Overall, I think it's safe to say my overarching question is this: How in the world am I going to get through these next 17 days?

Thursday, August 20, 2009

recommitted

I just reread the two blog entries I've posted. Referring to my new year, new blog post, you can definitely tell I did not stick with my hopeful plan of keeping a regular blog. Now that I have so much free time on my hands, I'm going to renew my commitment to blogging. I'm aiming for a post a day.

Lately I've been really interested in finance. Good thing I'm a business major, hah. I've been reading a bunch of personal finance books and blogs, and I have been spending the bulk of my time working out a budget and writing out my goals.
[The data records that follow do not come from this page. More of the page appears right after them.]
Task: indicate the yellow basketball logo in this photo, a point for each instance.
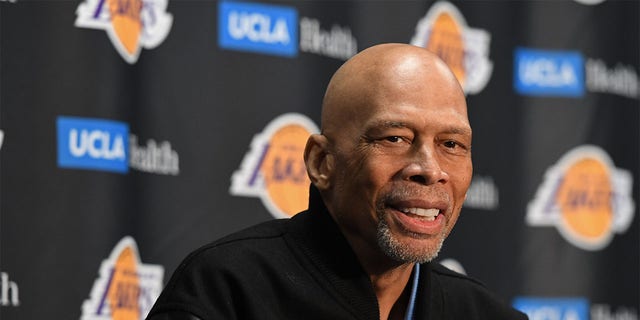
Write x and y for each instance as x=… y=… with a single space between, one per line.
x=126 y=288
x=273 y=170
x=446 y=41
x=585 y=197
x=130 y=24
x=444 y=31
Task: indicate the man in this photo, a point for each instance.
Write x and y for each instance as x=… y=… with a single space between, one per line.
x=389 y=172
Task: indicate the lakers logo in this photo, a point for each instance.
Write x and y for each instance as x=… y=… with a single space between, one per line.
x=126 y=289
x=444 y=32
x=130 y=24
x=273 y=170
x=585 y=197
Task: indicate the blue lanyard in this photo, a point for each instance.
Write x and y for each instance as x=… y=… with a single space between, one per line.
x=414 y=292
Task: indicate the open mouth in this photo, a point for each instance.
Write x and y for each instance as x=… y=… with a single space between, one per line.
x=421 y=213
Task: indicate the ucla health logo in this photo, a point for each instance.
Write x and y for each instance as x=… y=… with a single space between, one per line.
x=549 y=73
x=126 y=289
x=444 y=32
x=261 y=28
x=93 y=144
x=274 y=170
x=553 y=308
x=130 y=24
x=585 y=197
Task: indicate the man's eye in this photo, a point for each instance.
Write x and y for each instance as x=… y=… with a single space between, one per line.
x=393 y=139
x=450 y=144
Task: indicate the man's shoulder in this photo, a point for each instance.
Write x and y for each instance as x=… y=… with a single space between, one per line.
x=248 y=238
x=463 y=294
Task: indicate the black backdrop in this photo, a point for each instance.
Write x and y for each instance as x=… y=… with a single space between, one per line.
x=116 y=160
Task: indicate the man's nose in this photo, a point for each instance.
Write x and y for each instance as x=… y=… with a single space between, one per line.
x=423 y=167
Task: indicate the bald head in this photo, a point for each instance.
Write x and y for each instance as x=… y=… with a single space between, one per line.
x=377 y=73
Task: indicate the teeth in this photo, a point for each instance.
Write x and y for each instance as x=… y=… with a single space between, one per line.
x=430 y=214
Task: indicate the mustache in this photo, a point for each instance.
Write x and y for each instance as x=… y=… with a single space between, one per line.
x=403 y=191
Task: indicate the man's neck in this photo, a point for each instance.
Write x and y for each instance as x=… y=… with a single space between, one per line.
x=392 y=290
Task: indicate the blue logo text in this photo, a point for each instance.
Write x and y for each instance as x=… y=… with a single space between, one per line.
x=258 y=28
x=548 y=73
x=93 y=144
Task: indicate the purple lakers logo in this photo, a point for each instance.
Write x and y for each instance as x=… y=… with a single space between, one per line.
x=273 y=170
x=585 y=197
x=444 y=32
x=130 y=24
x=126 y=288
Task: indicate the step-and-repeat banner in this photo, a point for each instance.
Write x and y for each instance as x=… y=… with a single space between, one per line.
x=134 y=131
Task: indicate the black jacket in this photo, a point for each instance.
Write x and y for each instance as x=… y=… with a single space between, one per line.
x=303 y=268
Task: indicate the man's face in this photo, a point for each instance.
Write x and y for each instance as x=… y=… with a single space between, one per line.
x=402 y=169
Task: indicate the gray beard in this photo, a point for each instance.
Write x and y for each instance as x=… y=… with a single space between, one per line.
x=395 y=250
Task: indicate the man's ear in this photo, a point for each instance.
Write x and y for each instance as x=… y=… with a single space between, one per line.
x=319 y=161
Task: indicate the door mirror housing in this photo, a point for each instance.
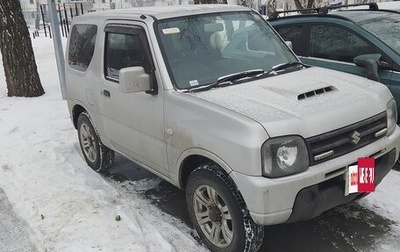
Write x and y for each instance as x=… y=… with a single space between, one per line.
x=289 y=44
x=134 y=79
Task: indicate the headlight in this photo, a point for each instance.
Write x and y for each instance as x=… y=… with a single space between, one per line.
x=284 y=156
x=391 y=115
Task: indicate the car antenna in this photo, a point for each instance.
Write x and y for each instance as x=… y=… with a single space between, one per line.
x=138 y=6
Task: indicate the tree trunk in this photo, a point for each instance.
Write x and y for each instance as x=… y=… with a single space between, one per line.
x=16 y=48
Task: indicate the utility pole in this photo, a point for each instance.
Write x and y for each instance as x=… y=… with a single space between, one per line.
x=58 y=49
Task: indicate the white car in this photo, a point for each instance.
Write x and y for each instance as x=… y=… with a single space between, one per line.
x=210 y=98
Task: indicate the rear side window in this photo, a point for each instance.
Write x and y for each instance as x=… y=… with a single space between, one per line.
x=81 y=46
x=122 y=50
x=336 y=43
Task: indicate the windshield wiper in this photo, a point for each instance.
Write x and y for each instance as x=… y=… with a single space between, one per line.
x=229 y=79
x=280 y=67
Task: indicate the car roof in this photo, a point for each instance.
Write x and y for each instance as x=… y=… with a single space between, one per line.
x=357 y=13
x=163 y=12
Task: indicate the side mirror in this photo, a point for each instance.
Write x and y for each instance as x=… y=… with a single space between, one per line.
x=133 y=79
x=289 y=44
x=371 y=63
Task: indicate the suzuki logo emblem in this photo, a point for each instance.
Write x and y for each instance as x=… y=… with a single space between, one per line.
x=356 y=137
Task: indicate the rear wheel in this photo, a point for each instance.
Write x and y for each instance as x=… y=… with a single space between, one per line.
x=97 y=156
x=218 y=212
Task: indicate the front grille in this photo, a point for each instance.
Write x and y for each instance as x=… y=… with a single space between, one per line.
x=347 y=139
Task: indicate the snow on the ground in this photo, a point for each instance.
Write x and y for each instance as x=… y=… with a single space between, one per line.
x=67 y=206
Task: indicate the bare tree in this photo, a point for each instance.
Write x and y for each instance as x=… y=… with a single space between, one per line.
x=16 y=48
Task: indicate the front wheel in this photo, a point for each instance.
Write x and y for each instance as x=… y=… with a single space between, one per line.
x=97 y=156
x=219 y=213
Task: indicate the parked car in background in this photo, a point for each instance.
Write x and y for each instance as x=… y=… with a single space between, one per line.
x=365 y=41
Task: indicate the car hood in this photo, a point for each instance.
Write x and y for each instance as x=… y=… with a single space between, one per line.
x=306 y=102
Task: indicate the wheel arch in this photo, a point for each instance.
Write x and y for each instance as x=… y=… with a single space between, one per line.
x=193 y=158
x=76 y=111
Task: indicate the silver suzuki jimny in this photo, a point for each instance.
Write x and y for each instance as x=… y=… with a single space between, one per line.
x=210 y=98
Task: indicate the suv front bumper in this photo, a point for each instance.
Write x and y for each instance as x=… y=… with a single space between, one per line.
x=308 y=194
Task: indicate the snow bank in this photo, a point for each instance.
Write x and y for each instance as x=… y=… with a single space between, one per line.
x=68 y=206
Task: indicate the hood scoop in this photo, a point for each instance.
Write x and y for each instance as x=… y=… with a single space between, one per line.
x=315 y=92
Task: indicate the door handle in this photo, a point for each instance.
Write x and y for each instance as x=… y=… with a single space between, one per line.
x=106 y=93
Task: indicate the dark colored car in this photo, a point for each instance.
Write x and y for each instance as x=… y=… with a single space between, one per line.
x=365 y=42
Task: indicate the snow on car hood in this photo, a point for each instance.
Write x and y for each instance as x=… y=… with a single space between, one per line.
x=305 y=102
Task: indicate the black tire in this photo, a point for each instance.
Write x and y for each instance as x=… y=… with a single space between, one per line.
x=97 y=156
x=226 y=212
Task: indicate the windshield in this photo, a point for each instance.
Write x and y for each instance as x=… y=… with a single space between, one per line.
x=385 y=27
x=201 y=49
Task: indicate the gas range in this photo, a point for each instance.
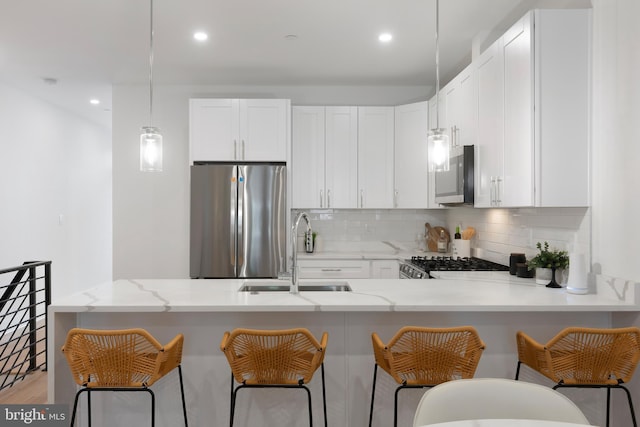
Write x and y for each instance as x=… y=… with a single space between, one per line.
x=420 y=267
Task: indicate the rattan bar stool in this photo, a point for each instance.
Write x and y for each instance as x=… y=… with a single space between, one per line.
x=120 y=360
x=274 y=358
x=418 y=357
x=585 y=358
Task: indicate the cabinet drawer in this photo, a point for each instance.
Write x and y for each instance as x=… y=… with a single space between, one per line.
x=329 y=269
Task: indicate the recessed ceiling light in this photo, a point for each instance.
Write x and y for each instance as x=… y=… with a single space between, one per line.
x=385 y=37
x=200 y=36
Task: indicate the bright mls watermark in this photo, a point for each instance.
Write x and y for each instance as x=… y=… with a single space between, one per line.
x=34 y=415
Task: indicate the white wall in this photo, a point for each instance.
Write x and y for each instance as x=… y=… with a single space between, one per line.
x=150 y=210
x=616 y=138
x=55 y=191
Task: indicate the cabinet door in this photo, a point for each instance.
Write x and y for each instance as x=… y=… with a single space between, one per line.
x=334 y=269
x=467 y=123
x=263 y=129
x=489 y=155
x=375 y=157
x=341 y=156
x=384 y=269
x=213 y=129
x=461 y=107
x=411 y=168
x=307 y=166
x=518 y=115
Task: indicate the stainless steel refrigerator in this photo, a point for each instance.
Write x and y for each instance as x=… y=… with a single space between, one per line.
x=238 y=220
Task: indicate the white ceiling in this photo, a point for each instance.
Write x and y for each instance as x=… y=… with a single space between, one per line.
x=91 y=45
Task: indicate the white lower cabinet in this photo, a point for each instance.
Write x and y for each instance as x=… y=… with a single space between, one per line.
x=384 y=269
x=333 y=269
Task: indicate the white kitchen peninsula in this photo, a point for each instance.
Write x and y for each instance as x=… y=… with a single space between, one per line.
x=495 y=303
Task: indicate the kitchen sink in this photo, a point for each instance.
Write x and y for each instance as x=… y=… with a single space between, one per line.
x=280 y=286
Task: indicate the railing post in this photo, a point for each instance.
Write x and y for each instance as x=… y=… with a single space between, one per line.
x=32 y=318
x=47 y=302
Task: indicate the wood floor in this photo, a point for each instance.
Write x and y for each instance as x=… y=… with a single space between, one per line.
x=30 y=391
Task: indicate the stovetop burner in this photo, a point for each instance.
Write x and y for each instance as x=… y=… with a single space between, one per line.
x=443 y=263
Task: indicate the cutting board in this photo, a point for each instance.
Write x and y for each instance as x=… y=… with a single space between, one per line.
x=432 y=235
Look at me being all responsible! Haha. I'm currently working at an extremely low paying job (try $175 flat wage for 50 hours of work per week) and I feel so frustrated that I have basically no money to use for my lofty saving and investment aspirations. Weighing the pros and cons of getting a job this school year, I am again frustrated and impatient by the fact that I have basically zero time to spend working. Being a full time student and involved with two ministries definitely sucks up available time. Include the hour quiet time I am going to try to make a priority every day, and I feel like I have no time leftover for anything else.

On a different note, I am loving the irony of this blog next to my last one, transcendentalist. Isn't it funny that I can be such a free spirit yet so tied down to reality? It must be part of my INFJ personality.

Unsure if anyone even bothers reading my blog at all, but if so, what's been on your mind lately?